In fact, the massive injections of liquidity provided at the end of 2008 and the start of 2009 had a similar effect. A look at the growth figures of economies shows a typical “V” shaped recovery from the sudden cessation that the financial crisis caused. The failure in places for that to continue in Britain, and parts of Europe has been due to the introduction of austerity measures that withdrew demand from the economy, just at the time when it was recovering. Moreover, the fact that capitalism is experiencing a long wave boom does not suspend the normal business cycle. In the post war boom there were 5 recessions. The 2008 Financial Meltdown coincided itself with the onset of the three year cycle, which causes economic activity to slow for around 4 quarters. That same cycle has caused a slow down from the end of 2011 to the beginning of 2013. That has been reflected in the slower growth in China and other BRIC economies.

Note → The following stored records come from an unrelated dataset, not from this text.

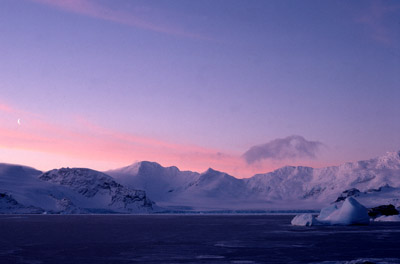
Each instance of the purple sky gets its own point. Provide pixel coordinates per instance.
(198, 84)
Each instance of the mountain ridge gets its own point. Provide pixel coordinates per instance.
(126, 190)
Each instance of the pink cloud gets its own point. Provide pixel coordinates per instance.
(6, 108)
(95, 9)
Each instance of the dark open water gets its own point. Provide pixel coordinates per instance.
(190, 239)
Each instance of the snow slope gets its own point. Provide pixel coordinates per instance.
(373, 182)
(66, 190)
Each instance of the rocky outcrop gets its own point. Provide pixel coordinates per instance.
(382, 210)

However, the extent of that should not be exaggerated either. Much has been made of the fact that Chinese growth is now running at 7.5% compared to the 10-12% it has enjoyed in the past. But, part of the reason for that is Government policy to deliberately slow growth to prevent overheating, and as part of shifting the structure of the economy towards a larger role for consumption. However, the more important thing to note is that, in the last decade, the Chinese economy has doubled in size. In absolute terms, therefore, a 7.5% growth rate today is the equivalent of a 15% growth rate ten years ago! China is growing more today in absolute terms than it was ten year ago, or probably at any other time in its history.
The consequence of this is that this turn in the long wave conjuncture has been combined with a series of events that mean that in places economic growth has been subdued, as businesses in a climate of uncertainty, have curtailed their capital expenditure, which in turn has its economic consequences. In Volume II of Capital, Marx describes a range of causes of crises – which rather undermines the arguments of those crude, deterministic 'Marxists' who believe he had only one theory of crisis based on the falling rate of profit – that can arise at the various points of the circuit.
Later in Volume II, he deals specifically with this kind of situation where capitalists for whatever reason delay their investments in new or replacement fixed capital, what he calls, under-consumption by Department II.
“The opposite case, in which the reproduction of demises of fixed capital II in a certain year is less and on the contrary the depreciation part greater, needs no further discussion.
There would be a crisis — a crisis of over-production — in spite of reproduction on an unchanging scale.”
In fact, what we have seen in the aftermath of the financial meltdown has not been any extensive overproduction of capital on a global scale. A look at the prices of raw materials such as copper shows that they have fallen, but in large part that is due not to a collapse in demand, but to the fact that all of that new supply prompted by the high prices of the previous decade, has now started to come properly on stream. Supply is at least meeting demand, and so prices have stopped rising, and began falling, as would be expected at this point in the cycle. Businesses that have invested billions of dollars in this new production cannot simply mothball it, to reduce that supply, in the same way that say Mars can slow down their production lines to reduce the supply of Mars bars.
That in turn causes a reduction in the rate of profit, because all of those huge mining firms now obtain lower rates of profits on these huge investments. The same is true in other areas. The huge rise in the price of oil brought about by the boom, has prompted the development of shale oil and gas, as well as alternative forms of energy. But, creating thousands of new shale oil and gas wells will itself require the investment of vast amounts of capital – capital that currently does not exist. Shale itself might only provide a breathing space for the next 50-100 years, during which time new energy sources will have to be developed. Investment in wind, solar, nuclear and other forms of energy will continue, again requiring the investment of large amounts of capital that currently does not exist. The progress of companies like Tesla in the US, in developing new generations of electric car, indicate that sooner or later this technology will replace the internal combustion engine, but again that will mean a huge investment of capital in new forms of production.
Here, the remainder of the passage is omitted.